Created with Pepe Saya butter, the plain Croissant ($4.50) at Black Cockatoo Bakery is truly a thing of beauty. My enjoyment at eating this buttery, well-shaped pastry was aided by the fact I got to watch former chef and now full-time baker, Alex Riviere rolling up the next batch of them while I queued.
Riviere immigrated from France and settled in the Blue Mountains with his wife. He began his Blue Mountains baking adventure by time-sharing a 120-year old Scotch oven in the wee hours at Vesta, a restaurant in Blackheath, until the new owners kicked him out in June 2017. This led to Riviere’s own digs - a minimalist but attractive shop in Lawson’s double-sided shopping strip.

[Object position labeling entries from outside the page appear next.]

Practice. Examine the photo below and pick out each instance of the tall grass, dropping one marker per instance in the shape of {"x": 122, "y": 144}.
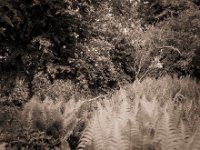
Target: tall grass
{"x": 155, "y": 114}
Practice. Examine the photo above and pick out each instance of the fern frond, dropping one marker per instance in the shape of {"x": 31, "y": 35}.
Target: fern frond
{"x": 194, "y": 141}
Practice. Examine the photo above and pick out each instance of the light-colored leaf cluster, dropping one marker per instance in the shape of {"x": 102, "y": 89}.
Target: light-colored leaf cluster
{"x": 135, "y": 120}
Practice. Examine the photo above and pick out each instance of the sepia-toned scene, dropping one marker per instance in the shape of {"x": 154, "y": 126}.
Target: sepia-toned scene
{"x": 99, "y": 74}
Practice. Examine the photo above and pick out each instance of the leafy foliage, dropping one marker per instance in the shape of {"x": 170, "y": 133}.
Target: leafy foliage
{"x": 130, "y": 121}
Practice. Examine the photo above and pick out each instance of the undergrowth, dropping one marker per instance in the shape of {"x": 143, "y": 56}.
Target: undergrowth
{"x": 155, "y": 114}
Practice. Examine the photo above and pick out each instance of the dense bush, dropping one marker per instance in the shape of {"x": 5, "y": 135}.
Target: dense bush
{"x": 155, "y": 114}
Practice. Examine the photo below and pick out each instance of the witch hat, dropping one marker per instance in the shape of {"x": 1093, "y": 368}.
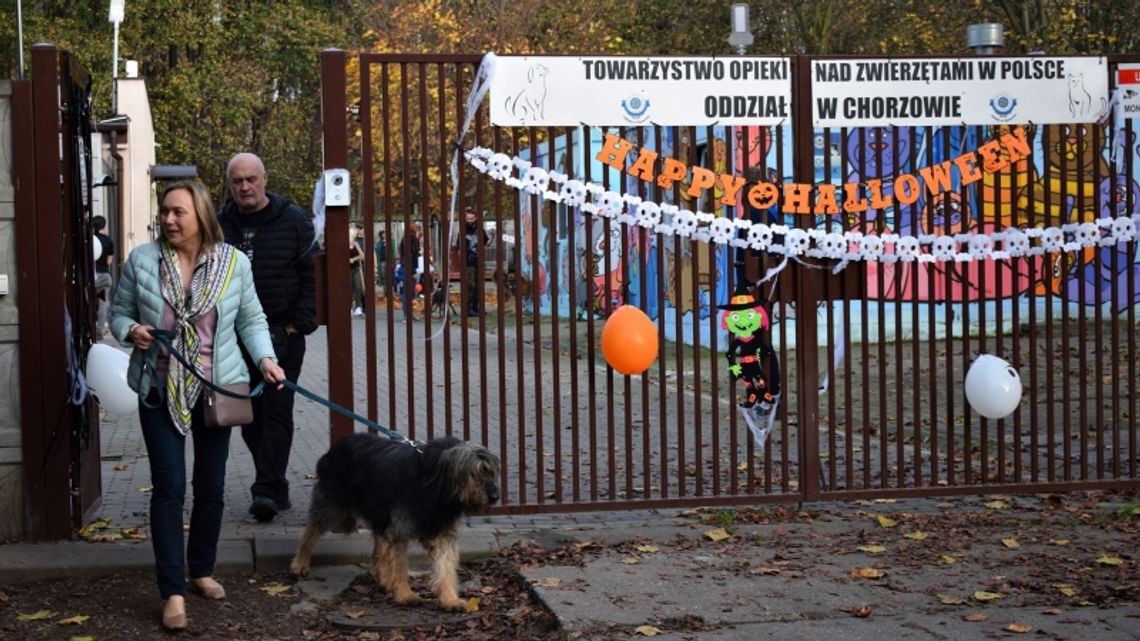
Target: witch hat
{"x": 741, "y": 299}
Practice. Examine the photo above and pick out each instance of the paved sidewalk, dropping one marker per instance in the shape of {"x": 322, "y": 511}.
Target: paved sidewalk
{"x": 789, "y": 578}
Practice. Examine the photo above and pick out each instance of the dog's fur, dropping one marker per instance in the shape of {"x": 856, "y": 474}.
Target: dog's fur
{"x": 404, "y": 493}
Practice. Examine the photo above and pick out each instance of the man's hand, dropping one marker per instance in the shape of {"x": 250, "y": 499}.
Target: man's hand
{"x": 273, "y": 372}
{"x": 140, "y": 335}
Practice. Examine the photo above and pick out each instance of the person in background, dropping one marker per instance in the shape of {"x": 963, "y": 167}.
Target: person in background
{"x": 381, "y": 249}
{"x": 102, "y": 274}
{"x": 409, "y": 258}
{"x": 277, "y": 237}
{"x": 356, "y": 269}
{"x": 201, "y": 289}
{"x": 474, "y": 240}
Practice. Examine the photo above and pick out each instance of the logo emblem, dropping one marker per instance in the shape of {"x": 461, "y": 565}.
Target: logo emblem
{"x": 636, "y": 108}
{"x": 1003, "y": 106}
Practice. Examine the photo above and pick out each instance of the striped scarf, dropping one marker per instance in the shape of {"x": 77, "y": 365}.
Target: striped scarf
{"x": 211, "y": 277}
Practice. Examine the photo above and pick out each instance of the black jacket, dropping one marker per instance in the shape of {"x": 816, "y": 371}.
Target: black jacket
{"x": 282, "y": 261}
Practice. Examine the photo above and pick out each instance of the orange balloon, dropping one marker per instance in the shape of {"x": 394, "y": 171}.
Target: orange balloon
{"x": 629, "y": 340}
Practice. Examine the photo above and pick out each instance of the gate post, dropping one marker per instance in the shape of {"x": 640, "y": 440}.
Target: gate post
{"x": 334, "y": 129}
{"x": 806, "y": 297}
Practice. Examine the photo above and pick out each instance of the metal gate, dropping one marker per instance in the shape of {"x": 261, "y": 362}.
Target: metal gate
{"x": 51, "y": 127}
{"x": 873, "y": 356}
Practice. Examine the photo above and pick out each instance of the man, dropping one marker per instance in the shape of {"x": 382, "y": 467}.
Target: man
{"x": 102, "y": 273}
{"x": 474, "y": 240}
{"x": 278, "y": 237}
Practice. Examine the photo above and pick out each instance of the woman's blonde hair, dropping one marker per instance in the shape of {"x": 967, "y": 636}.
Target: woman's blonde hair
{"x": 208, "y": 219}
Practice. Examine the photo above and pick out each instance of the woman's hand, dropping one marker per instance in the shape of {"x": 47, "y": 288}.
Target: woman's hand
{"x": 273, "y": 372}
{"x": 140, "y": 335}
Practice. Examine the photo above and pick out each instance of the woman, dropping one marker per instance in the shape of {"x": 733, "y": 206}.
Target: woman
{"x": 200, "y": 287}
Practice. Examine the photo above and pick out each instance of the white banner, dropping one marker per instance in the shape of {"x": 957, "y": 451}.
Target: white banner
{"x": 1128, "y": 83}
{"x": 944, "y": 91}
{"x": 568, "y": 91}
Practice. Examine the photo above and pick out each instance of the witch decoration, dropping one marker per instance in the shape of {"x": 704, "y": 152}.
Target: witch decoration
{"x": 746, "y": 318}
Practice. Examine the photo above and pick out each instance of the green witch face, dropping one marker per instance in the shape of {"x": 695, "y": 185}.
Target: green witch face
{"x": 744, "y": 322}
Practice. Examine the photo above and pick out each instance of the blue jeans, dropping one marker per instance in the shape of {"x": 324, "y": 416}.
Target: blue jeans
{"x": 167, "y": 453}
{"x": 269, "y": 437}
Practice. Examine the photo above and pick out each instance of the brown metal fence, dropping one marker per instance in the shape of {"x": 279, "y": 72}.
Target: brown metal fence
{"x": 873, "y": 357}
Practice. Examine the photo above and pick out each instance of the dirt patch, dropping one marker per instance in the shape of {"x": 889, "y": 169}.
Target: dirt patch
{"x": 268, "y": 607}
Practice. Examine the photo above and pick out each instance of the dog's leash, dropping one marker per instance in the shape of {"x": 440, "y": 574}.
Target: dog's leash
{"x": 164, "y": 337}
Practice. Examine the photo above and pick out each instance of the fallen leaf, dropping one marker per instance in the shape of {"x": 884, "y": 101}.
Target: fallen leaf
{"x": 89, "y": 529}
{"x": 861, "y": 611}
{"x": 717, "y": 535}
{"x": 765, "y": 570}
{"x": 42, "y": 615}
{"x": 276, "y": 589}
{"x": 1066, "y": 589}
{"x": 976, "y": 617}
{"x": 1109, "y": 560}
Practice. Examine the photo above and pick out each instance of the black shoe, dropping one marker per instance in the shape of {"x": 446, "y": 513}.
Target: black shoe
{"x": 263, "y": 509}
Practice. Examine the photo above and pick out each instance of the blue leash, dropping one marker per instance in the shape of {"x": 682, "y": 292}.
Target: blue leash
{"x": 165, "y": 335}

Here you can eat your croissant the French way, dipped into coffee roasted by Wilderness Coffee Project, at a row of well-formed, blonde wood stools either looking out at passersby or looking into the open-plan bakery. If the weather is agreeable, you can also pull up a stump on the footpath outside - just be sure to lean a long way out when you bite into your Cinnamon Croissant ($4.50). While they pack a big, delicious brown sugar punch, they’re hella messy (as I found out in my car).
The tiny store’s metal shelves of bread are being depleted nearly as fast as Riviere and his team can bake bread to fill them up. Lots of the loaves I take home to sample are still warm, like the Fruit and Nut Loaf ($8), which is best served toasted with plenty of butter.
Despite being generously stuffed with nuts, figs and other dried fruit, you really get a big taste from the bread itself. The crust is so good, the oft-shunned end pieces are my highlight.
Olive oil, rosemary and salt-topped Pizza Bianca ($3.50) catches my eye as something different to try.
The triangular wedges of this flat bread prove just the ticket to accompany a roadside foraging find: gorgeous fresh field mushrooms. Fried off in olive oil and butter, this mushroom and bread pairing is perfect!
Of course the sourdough (pain au levain) is the real test. Here it’s handcrafted and slow fermented using a wild strain of yeast (levain) and organic stone-ground flour. Across a thin Baguette ($4.50) and a one-kilo Café White ($12) I’m impressed. The baguette is crusty and tasty, and the large loaf has a lightness to it and a reasonably even spread of air bubbles. I can see why it’s already on the menu at popular Blue Mountains cafes, Anonymous Café and Kickaboom (review forthcoming).
I suspect I will be stopping at Black Cockatoo Bakery every time I drive through the Blue Mountains.